Of course, traditional deep-fried falafel doesn't meet my bottom line. It enlarges my bottom line. Or something.
Er, moving on.
This lower fat falafel recipe uses whole wheat flour instead of white to bind the dough and is browned quickly on the stovetop, then transferred to a hot oven to bake off, and is wrapped up in a whole wheat pita.
I made it with a throw-together Israeli salad and some tahini dressing. It would also be great with a tzatziki, which I would have made if I hadn't accidentally killed all the fresh dill in my garden.
Whoops.
I adapted this recipe from Eunice, who made it after I suggested, via Twitter, trying it out in her new food processor. Then I saw her pictures and decided that I needed to make my own. Go, social networking!
For the falafel, you'll need:
1 cup of canned chickpeas, drained and rinsed
1/2 medium onion, roughly chopped
2 tablespoons finely chopped fresh parsley
2 tablespoons finely chopped fresh cilantro (I didn't have this and neither did Publix. FML)
1/2 teaspoon salt
1/8 teaspoon crushed red pepper
4 cloves of garlic
1 teaspoon cumin (which makes life worth living)
1 teaspoon baking powder
4 tablespoons whole wheat flour
2 teaspoons of canola oil
mini whole wheat pita bread
For the Israeli salad:
1 medium tomato, chopped
1/2 medium cucumber, chopped
1/2 medium red onion, diced
1 tsp olive oil
Juice of 1/2 lemon
Salt and pepper to taste
For the tahini dressing:
1 tbsp tahini puree. It's expensive, but very worth it. I use it when I make homemade hummus all the time.
Juice of 1/2 lemon
1 tbsp plain Greek yogurt or reduced fat sour cream. I used sour cream because that's what I have.
1-2 tbsp warm water, depending on how thin you want your dressing
Salt and pepper to taste
Directions:
- Place chickpeas and onions in food processor. Add parsley, cilantro, salt, crushed red pepper, garlic, and cumin. Process until blended but not pureed. If you're like me, be lazy and use your mini prep processor instead of the big pain in the ass one, then give yourself more work to do because it won't all fit in the mini. Hate yourself.
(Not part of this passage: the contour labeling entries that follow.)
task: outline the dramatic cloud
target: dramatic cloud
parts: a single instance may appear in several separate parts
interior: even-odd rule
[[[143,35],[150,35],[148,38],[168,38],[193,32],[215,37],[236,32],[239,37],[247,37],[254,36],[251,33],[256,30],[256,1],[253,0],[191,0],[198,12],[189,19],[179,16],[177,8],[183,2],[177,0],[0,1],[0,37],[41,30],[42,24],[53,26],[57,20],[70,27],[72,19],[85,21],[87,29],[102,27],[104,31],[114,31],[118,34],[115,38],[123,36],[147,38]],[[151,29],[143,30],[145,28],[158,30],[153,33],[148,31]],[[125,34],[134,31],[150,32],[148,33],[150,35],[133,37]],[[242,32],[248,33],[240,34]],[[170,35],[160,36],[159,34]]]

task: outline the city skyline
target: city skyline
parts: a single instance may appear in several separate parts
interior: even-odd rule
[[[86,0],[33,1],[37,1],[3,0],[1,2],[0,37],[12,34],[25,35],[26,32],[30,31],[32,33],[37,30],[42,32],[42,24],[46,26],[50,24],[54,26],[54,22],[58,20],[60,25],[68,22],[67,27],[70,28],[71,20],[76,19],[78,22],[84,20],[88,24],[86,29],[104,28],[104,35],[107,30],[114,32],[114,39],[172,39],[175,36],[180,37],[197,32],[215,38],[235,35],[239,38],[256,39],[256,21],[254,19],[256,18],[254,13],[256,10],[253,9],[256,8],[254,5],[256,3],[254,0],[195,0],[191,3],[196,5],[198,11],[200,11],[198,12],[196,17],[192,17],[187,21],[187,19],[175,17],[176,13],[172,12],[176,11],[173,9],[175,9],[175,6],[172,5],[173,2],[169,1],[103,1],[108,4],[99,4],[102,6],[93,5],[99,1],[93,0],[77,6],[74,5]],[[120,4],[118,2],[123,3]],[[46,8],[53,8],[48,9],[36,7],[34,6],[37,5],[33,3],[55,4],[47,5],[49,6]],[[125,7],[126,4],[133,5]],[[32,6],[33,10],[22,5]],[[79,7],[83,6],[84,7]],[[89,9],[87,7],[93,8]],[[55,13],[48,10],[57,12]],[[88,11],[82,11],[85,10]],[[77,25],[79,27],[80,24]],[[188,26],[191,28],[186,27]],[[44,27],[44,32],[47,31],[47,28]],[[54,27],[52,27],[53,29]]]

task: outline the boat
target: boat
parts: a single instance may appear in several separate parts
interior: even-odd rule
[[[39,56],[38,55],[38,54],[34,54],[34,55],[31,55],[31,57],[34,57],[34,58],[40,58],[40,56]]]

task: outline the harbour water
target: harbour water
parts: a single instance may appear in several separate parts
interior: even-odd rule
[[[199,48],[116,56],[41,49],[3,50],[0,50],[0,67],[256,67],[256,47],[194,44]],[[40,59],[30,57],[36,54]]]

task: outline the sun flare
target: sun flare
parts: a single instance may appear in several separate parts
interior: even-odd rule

- Sprinkle in the baking powder and flour and pulse. Place the mixture in a bowl and refrigerate, covered, for several hours. Or, like, 45 minutes, if you're impatient and hungry. It'll be fine.
- Form the chickpea mixture into patties about 2-3″ in diameter. The thinner your patties, the more crunch you'll get. Trust me. Especially if you were impatient and didn't let your mixture chill for a long time.
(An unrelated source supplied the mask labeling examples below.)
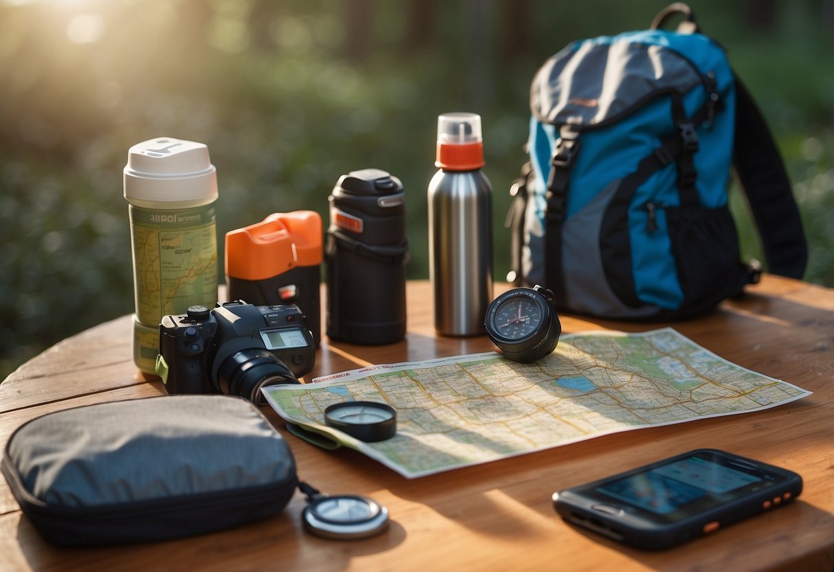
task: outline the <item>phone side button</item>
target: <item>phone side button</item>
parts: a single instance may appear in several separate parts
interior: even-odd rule
[[[611,514],[613,516],[620,516],[623,514],[622,509],[619,506],[614,506],[613,504],[591,504],[590,508],[597,512]]]
[[[702,529],[705,534],[709,534],[711,532],[715,532],[716,530],[717,530],[718,527],[720,526],[721,523],[719,523],[717,520],[713,520],[712,522],[708,522],[706,524],[704,524],[704,528]]]

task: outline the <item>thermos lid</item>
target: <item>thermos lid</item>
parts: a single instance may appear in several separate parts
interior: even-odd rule
[[[447,171],[473,171],[484,163],[484,138],[477,113],[443,113],[437,118],[437,160]]]
[[[187,203],[198,207],[218,197],[217,170],[201,143],[160,137],[128,151],[124,198],[146,207],[155,203]]]
[[[315,211],[274,213],[226,233],[226,275],[265,280],[322,260],[321,217]]]

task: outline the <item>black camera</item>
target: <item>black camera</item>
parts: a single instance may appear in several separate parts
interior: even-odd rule
[[[157,373],[168,394],[227,394],[262,403],[260,389],[297,384],[315,344],[294,304],[192,306],[159,324]]]

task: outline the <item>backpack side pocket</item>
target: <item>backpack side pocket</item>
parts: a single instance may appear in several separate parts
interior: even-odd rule
[[[751,279],[741,262],[736,223],[729,208],[668,207],[665,210],[684,294],[681,313],[696,314],[740,295]]]

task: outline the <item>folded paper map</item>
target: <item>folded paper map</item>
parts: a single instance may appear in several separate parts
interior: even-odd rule
[[[532,364],[489,352],[376,365],[263,392],[288,426],[359,450],[408,478],[811,394],[668,328],[565,335]],[[326,427],[327,406],[351,399],[394,407],[396,435],[363,443]]]

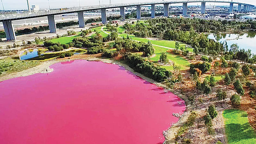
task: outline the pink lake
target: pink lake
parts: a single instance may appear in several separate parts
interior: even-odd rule
[[[178,120],[172,113],[186,109],[117,65],[78,60],[50,67],[0,82],[0,143],[161,143]]]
- Preheat oven to 400°. Heat oil in a frying pan and lightly brown the falafel on both sides, then put them on a baking sheet and bake for about 15-18 minutes.
When your falafels are done, put 3-4 patties in a warm whole wheat pita, spoon some Israeli salad in the pita, and top the whole thing off with a drizzle of the tahini dressing.
Oh, did you happen to notice my little side of fries? Yes, those are baked too. I just sliced a very small Russet potato into wedges, tossed it in a bit of olive oil, with salt, pepper, and parsley, and baked them off while my falafel baked. I dipped them in the leftover tahini dressing.
This is a nutritious, filling lunch or dinner, reminiscent of the deep-fried stuff, but it's much lower in fat than your normal falafel and fries, and it really satisfies the craving. Eat it up!